Depuis 1987, la date de commercialisation du beaujolais nouveau est fixée par décret, immuablement, au troisième jeudi de novembre. Par chance, les vendanges des récentes années ont été précoces grâce à une météo favorable, laissant un laps de temps plus important entre l'embouteillage et la mise sur le marché. Cette année, les vendanges ont débuté le 6 septembre, et le dispositif mis en place par l'Union interprofessionnelle des vins de beaujolais (UIVB) a autorisé l'embouteillage dès le 19 octobre.

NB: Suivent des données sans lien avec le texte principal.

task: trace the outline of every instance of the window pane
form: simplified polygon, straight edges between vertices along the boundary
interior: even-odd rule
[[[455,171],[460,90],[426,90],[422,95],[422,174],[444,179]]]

Il est arrivé dans le passé, que cette phase ne puisse intervenir avant le 1er novembre, obligeant la production comme les transporteurs à agir dans la précipitation. Malgré de bonnes conditions climatiques, l'élaboration du beaujolais nouveau exige toujours une parfaite organisation pour être à temps dans les rayonnages et sur les tables des restaurants. Car aucun retard n'est rattrapable. La versatilité des consommateurs comme de la grande distribution rend de plus en plus illusoire tout espoir de réassort : la totalité du beaujolais nouveau doit être livrée au client quand débute la période de consommation.

Fin de la vinification

Cas particulier à plus d'un titre, le beaujolais nouveau est, outre les aspects festifs et marketing qui l'entourent, un des rares vins qui puisse être consommé en ayant fait l'objet d'une vinification aussi rapide. Cette caractéristique est à la source de l'existence du produit, bien sûr, mais aussi de certaines spécificités de son marché. L'une des plus marquantes est l'impossibilité de connaître précisément à l'avance les volumes qui seront commandés par les acheteurs. C'est en effet traditionnellement entre la fin de la vinification et le moment de la mise en bouteille qu'ont lieu les achats des distributeurs. Une partie des quantités est évidemment prévisible compte tenu des liens tissés avec de gros clients.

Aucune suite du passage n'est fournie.